Agremiações de menor porte, como o Cuiabá e o Red Bull Bragantino, além de América Mineiro, Botafogo de Ribeirão Preto (SP) e Ferroviária (SP), já se aproximam desse modelo de gestão. Estão sujeitas a uma tributação maior que o modelo associativo vigente entre os grandes e passíveis de punição por má gestão, mas contam com estrutura muito mais organizada e seguem os princípios da governança corporativa. Com a aprovação do projeto, atualmente nas mãos do senador Carlos Portinho (PL-RJ), relator indicado por Pacheco, há a esperança até mesmo de que o ambiente se torne mais favorável para a atração de capital estrangeiro. “É uma medida importante para permitir que a iniciativa privada possa participar do futebol”, explica o senador Pacheco.

Celeiro de atletas para o futebol global, o Brasil encontra-se hoje completamente à margem da rota do dinheiro globalizado que abastece agremiações mundo afora. Um exemplo é o conglomerado City Football Group, que administra o britânico Manchester City. Baseado em Abu Dabi e com os cofres recheados de petrodólares, o grupo investiu em diversos clubes pelo mundo, incluindo o Bolívar, na Bolívia, e o Atlético Torque (atual Montevideo City Torque), no Uruguai. Entretanto, não aportou um centavo sequer no futebol brasileiro. “É sintomático a maior holding de futebol no mundo ter entrado nesses dois times latino-americanos, mas ter passado longe daqui”, afirma Pedro Daniel, diretor executivo de esportes, mídia e entretenimento da consultoria EY. “Nesse sentido, a proposta que tramita no Senado é importantíssima para a regulação do mercado. Sem ela, não há segurança jurídica.”

A nova regulamentação também ajudará a coibir o avanço de investidores aventureiros sobre um mercado extremamente fragilizado e desesperado por recursos. Recentemente, um caso maculou o conceito de clube-empresa no país. Em 2017, o Figueirense, de Florianópolis, teve 95% de seu departamento de futebol cedido à holding de investimentos Elephant, com a promessa de recursos e de boa administração. O contrato teria duração de duas décadas, mas terminou em apenas dois anos, em meio a atraso de pagamentos de funcionários e atletas, falta de alimentação e transporte, diversas ações judiciais e até uma humilhante derrota por W.O. com multa milionária. “Foi ruim para o mercado como um todo”, avalia Daniel, da EY. “Se houvesse um processo de análise sério, essa parceria não teria ocorrido. Quando se compra um clube, é necessário demonstrar garantias e os planos de ação para o órgão regulador”, diz. Na Inglaterra, por exemplo, essa análise é responsabilidade da Premier League. Na Espanha, da liga e do Ministério do Esporte.

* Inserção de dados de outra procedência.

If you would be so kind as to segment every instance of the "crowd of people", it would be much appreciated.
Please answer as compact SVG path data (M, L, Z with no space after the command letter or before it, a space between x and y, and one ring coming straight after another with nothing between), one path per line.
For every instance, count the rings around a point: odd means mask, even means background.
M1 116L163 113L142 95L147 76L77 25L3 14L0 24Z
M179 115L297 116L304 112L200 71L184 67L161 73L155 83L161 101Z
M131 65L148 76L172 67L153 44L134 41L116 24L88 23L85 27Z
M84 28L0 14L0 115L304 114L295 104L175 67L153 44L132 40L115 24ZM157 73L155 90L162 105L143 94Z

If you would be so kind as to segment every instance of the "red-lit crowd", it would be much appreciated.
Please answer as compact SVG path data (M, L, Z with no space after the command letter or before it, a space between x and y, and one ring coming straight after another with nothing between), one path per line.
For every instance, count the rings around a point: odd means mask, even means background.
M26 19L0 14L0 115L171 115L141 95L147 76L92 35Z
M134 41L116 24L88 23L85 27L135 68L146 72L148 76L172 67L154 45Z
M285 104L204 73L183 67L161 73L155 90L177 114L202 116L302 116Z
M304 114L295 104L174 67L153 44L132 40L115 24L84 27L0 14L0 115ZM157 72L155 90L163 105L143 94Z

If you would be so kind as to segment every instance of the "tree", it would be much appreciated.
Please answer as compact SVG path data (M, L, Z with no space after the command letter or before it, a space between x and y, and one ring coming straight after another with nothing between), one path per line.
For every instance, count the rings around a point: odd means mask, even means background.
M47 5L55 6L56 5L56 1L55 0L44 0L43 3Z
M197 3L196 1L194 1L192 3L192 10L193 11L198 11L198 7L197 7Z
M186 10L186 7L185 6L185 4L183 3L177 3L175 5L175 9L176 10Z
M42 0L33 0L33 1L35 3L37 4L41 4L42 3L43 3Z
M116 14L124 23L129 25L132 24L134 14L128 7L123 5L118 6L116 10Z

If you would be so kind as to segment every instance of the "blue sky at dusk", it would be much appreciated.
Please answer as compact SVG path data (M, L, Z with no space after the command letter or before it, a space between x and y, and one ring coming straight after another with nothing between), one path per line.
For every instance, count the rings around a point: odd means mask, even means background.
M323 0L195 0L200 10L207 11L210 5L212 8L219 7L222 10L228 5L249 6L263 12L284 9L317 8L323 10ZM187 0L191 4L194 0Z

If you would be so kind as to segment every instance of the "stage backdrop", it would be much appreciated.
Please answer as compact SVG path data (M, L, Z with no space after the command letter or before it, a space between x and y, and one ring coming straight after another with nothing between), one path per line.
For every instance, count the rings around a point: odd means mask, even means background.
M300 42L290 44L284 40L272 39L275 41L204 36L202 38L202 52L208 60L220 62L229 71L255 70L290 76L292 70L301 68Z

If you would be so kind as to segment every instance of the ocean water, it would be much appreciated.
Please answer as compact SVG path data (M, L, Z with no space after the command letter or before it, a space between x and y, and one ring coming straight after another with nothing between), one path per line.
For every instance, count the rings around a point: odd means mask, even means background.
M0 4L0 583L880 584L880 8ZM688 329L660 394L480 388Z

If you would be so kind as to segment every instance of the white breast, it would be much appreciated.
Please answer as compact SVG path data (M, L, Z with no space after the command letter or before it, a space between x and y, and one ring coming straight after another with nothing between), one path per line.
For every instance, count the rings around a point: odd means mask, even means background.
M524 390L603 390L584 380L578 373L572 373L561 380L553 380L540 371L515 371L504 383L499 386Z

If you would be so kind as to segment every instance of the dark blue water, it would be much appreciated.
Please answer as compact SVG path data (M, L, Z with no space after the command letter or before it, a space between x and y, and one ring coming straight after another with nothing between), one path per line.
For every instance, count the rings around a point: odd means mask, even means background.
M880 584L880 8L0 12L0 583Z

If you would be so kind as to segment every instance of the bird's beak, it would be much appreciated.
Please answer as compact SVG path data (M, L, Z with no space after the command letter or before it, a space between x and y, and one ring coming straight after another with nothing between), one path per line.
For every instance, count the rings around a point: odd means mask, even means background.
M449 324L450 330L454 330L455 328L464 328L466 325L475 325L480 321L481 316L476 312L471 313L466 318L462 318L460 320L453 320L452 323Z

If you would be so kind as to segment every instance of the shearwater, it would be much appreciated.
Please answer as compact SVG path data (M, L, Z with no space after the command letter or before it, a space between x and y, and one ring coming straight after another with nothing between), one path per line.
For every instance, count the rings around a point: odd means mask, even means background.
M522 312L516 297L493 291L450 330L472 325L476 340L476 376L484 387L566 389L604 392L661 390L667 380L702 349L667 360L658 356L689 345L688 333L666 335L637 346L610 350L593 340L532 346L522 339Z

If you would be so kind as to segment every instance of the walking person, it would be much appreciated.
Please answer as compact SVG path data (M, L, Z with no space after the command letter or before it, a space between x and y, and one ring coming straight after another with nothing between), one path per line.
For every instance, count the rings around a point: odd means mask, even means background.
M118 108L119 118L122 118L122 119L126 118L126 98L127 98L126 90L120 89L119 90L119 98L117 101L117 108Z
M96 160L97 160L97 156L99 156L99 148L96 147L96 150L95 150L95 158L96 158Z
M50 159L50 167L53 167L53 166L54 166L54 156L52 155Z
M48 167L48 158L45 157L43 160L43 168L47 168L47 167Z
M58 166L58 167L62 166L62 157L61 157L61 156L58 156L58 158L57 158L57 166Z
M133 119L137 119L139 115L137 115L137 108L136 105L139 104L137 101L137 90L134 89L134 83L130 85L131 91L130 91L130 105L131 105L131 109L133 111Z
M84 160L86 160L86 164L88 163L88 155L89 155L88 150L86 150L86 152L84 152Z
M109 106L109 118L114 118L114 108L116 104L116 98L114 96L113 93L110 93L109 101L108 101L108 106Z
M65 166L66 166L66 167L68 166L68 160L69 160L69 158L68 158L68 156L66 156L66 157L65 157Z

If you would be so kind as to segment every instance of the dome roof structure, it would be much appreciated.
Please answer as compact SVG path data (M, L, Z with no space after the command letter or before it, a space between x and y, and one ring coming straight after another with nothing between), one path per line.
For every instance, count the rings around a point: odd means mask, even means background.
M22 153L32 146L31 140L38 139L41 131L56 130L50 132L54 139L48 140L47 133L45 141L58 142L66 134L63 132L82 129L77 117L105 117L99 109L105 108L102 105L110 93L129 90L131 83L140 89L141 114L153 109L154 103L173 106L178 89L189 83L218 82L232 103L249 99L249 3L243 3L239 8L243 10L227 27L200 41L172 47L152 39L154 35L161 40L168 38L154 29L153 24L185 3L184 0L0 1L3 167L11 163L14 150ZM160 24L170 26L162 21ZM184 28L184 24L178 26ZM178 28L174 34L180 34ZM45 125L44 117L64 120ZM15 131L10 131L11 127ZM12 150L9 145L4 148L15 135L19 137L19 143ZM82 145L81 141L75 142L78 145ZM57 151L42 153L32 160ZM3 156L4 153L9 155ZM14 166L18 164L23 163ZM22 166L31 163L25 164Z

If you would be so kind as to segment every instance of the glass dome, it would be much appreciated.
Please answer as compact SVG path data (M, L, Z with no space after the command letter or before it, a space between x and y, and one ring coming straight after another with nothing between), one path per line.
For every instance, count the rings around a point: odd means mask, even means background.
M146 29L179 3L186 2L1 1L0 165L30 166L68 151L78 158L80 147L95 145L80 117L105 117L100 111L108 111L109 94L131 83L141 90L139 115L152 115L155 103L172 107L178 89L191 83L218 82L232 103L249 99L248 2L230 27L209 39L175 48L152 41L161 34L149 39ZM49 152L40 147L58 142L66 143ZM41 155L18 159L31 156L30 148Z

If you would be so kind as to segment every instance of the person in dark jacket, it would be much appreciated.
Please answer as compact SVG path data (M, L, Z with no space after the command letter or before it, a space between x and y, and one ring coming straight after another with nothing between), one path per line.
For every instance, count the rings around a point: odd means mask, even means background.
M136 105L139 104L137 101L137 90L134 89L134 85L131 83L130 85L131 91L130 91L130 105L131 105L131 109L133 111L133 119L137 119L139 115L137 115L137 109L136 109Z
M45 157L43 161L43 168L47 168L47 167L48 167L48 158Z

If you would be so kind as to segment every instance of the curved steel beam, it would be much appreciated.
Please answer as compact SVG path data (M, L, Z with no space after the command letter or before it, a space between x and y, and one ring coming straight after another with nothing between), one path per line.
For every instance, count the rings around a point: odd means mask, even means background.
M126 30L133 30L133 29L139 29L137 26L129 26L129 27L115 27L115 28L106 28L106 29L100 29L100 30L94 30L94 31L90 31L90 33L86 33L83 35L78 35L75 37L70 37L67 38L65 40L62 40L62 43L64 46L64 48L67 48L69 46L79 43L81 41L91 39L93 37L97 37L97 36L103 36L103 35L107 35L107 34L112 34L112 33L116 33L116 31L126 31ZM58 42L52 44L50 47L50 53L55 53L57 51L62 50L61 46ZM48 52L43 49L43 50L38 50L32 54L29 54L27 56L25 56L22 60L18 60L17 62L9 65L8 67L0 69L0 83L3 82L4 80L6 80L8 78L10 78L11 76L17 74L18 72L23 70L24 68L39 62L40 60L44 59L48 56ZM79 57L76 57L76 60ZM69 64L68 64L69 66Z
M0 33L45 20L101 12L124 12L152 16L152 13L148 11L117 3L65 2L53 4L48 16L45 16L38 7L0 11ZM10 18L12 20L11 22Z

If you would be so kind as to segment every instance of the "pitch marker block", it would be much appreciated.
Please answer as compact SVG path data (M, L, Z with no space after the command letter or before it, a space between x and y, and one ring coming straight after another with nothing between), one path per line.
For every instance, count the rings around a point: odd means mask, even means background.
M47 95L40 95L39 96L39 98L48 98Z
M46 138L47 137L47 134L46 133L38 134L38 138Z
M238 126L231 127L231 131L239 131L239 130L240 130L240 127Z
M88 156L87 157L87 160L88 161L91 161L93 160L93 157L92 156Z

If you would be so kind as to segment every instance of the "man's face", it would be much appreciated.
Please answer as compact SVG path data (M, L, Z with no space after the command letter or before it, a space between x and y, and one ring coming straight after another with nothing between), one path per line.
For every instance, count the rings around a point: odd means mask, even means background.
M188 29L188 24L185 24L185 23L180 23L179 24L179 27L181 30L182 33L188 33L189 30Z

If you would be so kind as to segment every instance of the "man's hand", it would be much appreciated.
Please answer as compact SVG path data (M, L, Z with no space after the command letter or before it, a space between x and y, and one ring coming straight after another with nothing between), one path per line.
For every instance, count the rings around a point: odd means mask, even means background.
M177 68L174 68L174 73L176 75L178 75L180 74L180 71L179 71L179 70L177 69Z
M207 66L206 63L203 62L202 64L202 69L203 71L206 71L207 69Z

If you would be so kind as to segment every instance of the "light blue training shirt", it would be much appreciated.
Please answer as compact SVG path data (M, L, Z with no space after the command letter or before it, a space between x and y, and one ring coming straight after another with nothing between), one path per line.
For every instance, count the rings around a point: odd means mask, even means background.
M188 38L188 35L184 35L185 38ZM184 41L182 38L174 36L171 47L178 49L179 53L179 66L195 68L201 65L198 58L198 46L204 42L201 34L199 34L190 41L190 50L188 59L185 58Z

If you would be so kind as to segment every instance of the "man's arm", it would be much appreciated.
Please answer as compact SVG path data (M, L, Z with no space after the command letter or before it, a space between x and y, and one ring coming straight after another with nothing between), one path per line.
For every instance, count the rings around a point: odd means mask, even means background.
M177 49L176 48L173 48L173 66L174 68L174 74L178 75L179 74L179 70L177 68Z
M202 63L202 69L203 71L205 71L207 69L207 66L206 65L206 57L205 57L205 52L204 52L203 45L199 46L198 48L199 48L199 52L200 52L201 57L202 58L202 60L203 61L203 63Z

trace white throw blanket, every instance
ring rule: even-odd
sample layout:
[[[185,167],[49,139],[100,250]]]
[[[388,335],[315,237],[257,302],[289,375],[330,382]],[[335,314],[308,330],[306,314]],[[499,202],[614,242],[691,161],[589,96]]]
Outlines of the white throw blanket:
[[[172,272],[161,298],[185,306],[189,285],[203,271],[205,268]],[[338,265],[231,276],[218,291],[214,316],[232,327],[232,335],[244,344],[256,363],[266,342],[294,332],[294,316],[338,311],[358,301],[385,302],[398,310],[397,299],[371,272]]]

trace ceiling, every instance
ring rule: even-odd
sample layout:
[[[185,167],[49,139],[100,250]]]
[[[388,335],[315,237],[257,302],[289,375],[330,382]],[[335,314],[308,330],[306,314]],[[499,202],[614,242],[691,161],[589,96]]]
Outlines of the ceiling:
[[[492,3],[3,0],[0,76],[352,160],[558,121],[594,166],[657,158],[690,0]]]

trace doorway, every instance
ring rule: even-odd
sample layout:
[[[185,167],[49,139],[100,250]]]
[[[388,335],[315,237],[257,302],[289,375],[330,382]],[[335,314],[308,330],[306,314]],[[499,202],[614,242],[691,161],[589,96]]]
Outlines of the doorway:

Uma supervisão responsável, com punições claras e aplicáveis, é crucial para que a renovação do futebol aconteça no Brasil. O projeto de lei idealizado por Pacheco deve vir acompanhado de gatilhos, como a avaliação das finanças dos clubes. Na Europa, as agremiações que não passam pelo crivo da União das Federações Europeias de Futebol (Uefa) são punidas com o veto à participação em competições e a impossibilidade de comprar jogadores. “Não há caminho a não ser a profissionalização. Os clubes podem até se manter no modelo de associação, mas precisam aprimorar suas gestões, ou estarão fadados a permanecer em divisões inferiores até caírem no ostracismo”, diz Carlos Aragaki, sócio da consultoria BDO.

Atualmente, os times constituídos como associações sem fins lucrativos são isentos da maior parte dos impostos. O projeto de lei propõe um período de transição, no qual os clubes-­empre­sas perderiam a isenção gradativamente. Botafogo e Cruzeiro estão se estruturando para isso. “Estamos definindo um planejamento estratégico, coisa que nunca tivemos. A ideia é nos tornarmos a primeira sociedade anônima do futebol assim que o projeto for aprovado”, diz Sérgio Santos Rodrigues, presidente do Cruzeiro. Com o baque da pandemia e a perspectiva de um arcabouço legal para mudanças, o momento para os times se organizarem chegou. E para muitos pode não haver outra chance.